I was really inspired, however to make a kind of ‘tribute to my experience with maps this semester’ post after reading Christina’s post, as it sparked a memory of something that I had read early in the semester in Solnit and Snedeker’s Unfathomable City: A New Orleans Atlas: “A great map should stir up wonder and curiosity, prompt relevation, and deepen orientation. It should make the strange familiar and the familiar strange.”

This excerpt snuck it’s way back into my brain after I realized that I easily spent about ten minutes diving through the map that Christina had created, looking deeply into all of the places that she had tagged in the digital space that held meaning for her. It was evident to me that maps really did have the potential to have a capturing quality to them and made this little section of the world, Al Ain in the United Arab Emitrates, seem familiar, in a sense, to me.

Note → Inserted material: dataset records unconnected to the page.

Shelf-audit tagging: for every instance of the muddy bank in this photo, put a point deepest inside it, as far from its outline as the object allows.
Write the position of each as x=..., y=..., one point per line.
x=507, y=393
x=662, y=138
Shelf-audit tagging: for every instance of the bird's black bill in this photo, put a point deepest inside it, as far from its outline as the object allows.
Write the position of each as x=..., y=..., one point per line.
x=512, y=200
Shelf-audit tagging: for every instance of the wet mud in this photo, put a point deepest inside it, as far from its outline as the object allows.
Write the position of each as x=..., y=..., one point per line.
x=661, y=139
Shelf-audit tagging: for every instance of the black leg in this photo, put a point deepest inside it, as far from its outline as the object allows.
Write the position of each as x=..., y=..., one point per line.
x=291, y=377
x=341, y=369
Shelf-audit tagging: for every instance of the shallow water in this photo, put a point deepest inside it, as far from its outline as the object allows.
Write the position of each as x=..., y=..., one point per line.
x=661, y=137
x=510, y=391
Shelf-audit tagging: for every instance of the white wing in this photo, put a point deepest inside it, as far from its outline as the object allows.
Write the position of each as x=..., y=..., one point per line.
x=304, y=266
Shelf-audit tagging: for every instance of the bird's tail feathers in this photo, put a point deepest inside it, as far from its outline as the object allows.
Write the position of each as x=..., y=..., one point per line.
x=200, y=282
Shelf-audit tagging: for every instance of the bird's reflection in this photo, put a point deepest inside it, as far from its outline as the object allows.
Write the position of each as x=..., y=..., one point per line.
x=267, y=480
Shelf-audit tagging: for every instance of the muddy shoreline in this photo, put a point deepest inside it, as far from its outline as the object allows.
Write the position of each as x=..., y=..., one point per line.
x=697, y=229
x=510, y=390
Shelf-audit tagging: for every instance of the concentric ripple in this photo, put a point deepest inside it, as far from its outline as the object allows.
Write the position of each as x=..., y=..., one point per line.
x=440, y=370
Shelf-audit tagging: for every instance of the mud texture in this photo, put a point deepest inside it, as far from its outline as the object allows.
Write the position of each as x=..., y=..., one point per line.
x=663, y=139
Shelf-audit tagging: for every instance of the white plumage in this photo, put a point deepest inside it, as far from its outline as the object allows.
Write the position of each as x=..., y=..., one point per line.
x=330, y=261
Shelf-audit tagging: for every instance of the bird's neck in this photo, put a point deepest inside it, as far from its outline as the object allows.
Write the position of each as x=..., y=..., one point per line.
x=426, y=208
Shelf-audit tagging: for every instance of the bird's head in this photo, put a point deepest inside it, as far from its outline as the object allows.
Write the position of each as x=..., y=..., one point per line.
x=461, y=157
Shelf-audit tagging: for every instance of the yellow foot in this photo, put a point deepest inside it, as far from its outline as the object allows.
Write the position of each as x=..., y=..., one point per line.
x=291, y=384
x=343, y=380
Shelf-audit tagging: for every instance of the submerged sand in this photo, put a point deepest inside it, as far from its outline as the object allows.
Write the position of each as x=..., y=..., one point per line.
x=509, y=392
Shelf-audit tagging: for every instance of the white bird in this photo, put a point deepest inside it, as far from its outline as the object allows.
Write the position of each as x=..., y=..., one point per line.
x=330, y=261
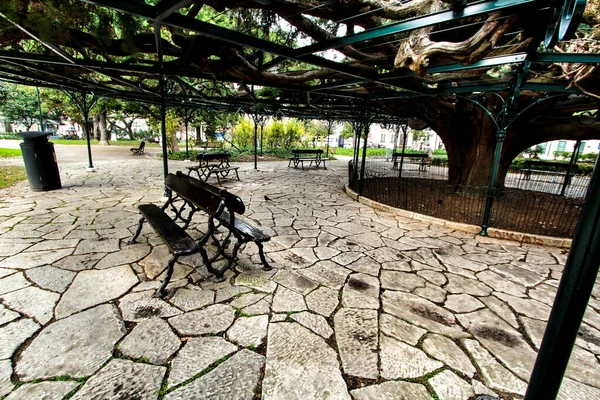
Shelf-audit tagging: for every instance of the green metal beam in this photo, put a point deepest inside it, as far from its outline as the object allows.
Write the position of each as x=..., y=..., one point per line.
x=580, y=58
x=420, y=22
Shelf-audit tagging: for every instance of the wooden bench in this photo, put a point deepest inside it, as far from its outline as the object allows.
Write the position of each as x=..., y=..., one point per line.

Another great example of a map that stirred my wonder and curiosity was Jack’s cemetery map that I found linked to in Christina’s post. I really felt that I was engaging in course concepts and practices by cycling back to Jack’s post and thinkING about how things had really churned back up to still be pertinent and related a month after the original post, that in part sparked Christina’s post, which in turn led to this very post I created. Anyway, Jack’s map included pictures that were tied to tagged locations and places in the cemetery, which definitely brought me back to grade school class trips and adventuring with friends around my town when I was little. I really, once again, noticed that the strangeness of this unfamiliar place was made familiar to me through this interactive map.

I know that there is a lot more that can be said here about maps in general, and maps that we’ve specifically looked at in class, but for me, I felt that it was important to draw the class’ attention to this quote from Solnit and Snedeker and respond to how it tied back in with how i’ve viewed maps throughout this semester. I would love to hear if anyone has any other thoughts related to this quote!